Нечего? В одну секунду толпа, застывшая неподвижно, зашевелилась. Эксперты, у которых гора с плеч свалилась, были готовы поверить, что минуту назад им снился дурной сон. С легким сердцем они приступили к работе, результаты которой были заранее известны. Все картины в собрании мадемуазель Сарразен были знаменитыми шедеврами. «Она продавала фальсификаты, чтобы сохранить оригиналы», – вспомнил Бело слова Жан-Марка. Неужели Мерсье был так в нее влюблен, что делал все это бескорыстно, ради удовлетворения ее прихоти?

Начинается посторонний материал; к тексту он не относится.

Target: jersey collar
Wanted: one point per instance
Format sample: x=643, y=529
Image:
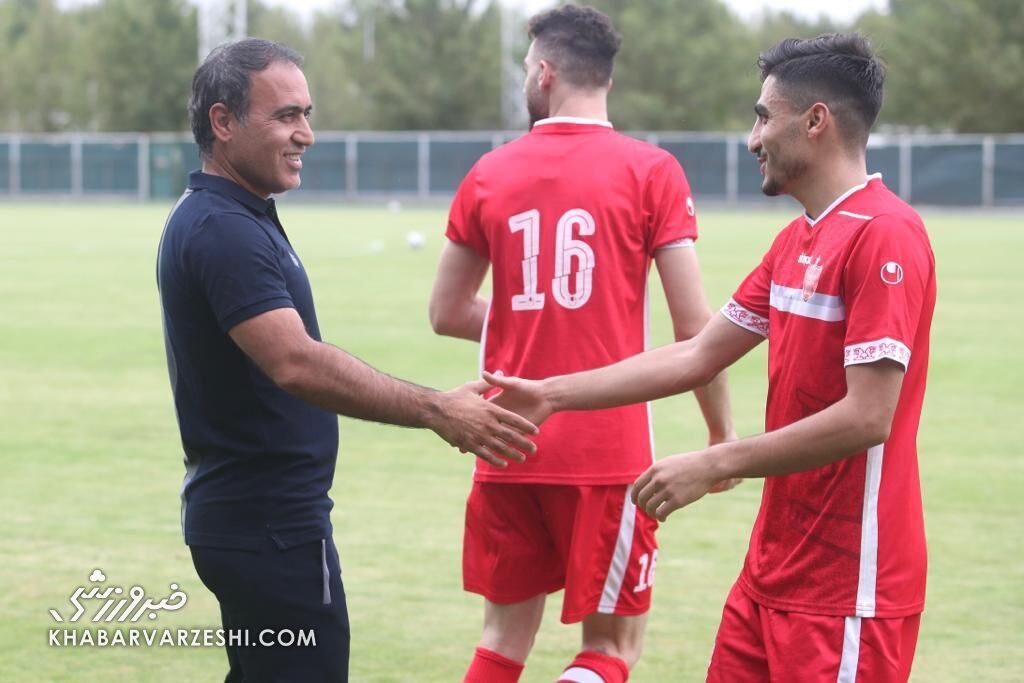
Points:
x=574, y=119
x=811, y=222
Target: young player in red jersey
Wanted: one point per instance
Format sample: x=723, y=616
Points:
x=834, y=583
x=569, y=216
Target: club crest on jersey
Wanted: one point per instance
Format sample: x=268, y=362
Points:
x=811, y=276
x=892, y=273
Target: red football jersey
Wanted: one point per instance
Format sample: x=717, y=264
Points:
x=854, y=286
x=569, y=216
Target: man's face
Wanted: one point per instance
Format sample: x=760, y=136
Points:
x=537, y=100
x=265, y=153
x=777, y=142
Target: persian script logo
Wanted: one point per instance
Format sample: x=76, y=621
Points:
x=117, y=605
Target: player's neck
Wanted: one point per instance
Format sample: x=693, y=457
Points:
x=830, y=181
x=581, y=105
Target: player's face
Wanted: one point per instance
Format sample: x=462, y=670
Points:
x=777, y=142
x=537, y=100
x=265, y=153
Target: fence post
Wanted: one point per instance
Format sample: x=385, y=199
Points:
x=14, y=168
x=351, y=165
x=987, y=171
x=732, y=168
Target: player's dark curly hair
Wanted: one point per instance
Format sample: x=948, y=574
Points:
x=581, y=42
x=225, y=77
x=838, y=69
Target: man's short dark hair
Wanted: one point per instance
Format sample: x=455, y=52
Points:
x=581, y=42
x=225, y=77
x=838, y=69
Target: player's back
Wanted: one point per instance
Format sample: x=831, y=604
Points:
x=569, y=216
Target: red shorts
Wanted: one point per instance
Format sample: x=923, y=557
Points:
x=524, y=540
x=757, y=643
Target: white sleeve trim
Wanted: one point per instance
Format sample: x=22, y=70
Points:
x=744, y=318
x=886, y=347
x=678, y=244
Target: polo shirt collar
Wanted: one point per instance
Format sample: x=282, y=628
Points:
x=201, y=180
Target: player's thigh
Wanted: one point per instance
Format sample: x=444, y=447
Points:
x=508, y=553
x=878, y=649
x=609, y=549
x=511, y=629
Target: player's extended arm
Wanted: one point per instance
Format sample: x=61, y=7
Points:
x=334, y=380
x=456, y=308
x=680, y=273
x=860, y=420
x=655, y=374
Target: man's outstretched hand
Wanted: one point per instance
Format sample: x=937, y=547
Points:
x=473, y=424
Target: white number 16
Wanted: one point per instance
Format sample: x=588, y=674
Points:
x=566, y=249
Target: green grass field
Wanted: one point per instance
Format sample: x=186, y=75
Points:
x=92, y=463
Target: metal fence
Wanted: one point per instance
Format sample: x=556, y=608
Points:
x=952, y=170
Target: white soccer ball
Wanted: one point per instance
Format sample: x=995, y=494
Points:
x=415, y=240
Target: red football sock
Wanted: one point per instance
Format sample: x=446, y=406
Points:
x=589, y=663
x=489, y=667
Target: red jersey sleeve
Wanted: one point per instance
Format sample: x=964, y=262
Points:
x=749, y=306
x=885, y=284
x=669, y=206
x=464, y=224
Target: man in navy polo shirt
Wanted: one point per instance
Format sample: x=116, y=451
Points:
x=257, y=392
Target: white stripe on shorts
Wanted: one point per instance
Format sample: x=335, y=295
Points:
x=620, y=559
x=851, y=651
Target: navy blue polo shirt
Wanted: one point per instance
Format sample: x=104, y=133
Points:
x=259, y=462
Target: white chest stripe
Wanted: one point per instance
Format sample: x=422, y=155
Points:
x=869, y=532
x=819, y=306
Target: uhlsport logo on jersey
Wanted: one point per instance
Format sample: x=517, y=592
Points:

Подписав протокол заседания, эксперты гуськом тронулись к выходу, не подымая глаз на сотрудников отдела криминалистики, ждавших только их ухода, чтобы, согласно приказу Малькорна, «перевернуть весь дом вверх ногами».
– Вас подвезти? – спросил Мальбранш Бело.
– До Сен-Жермен-де-Пре, если вы так любезны. Я хотел бы заняться поисками мадам Б.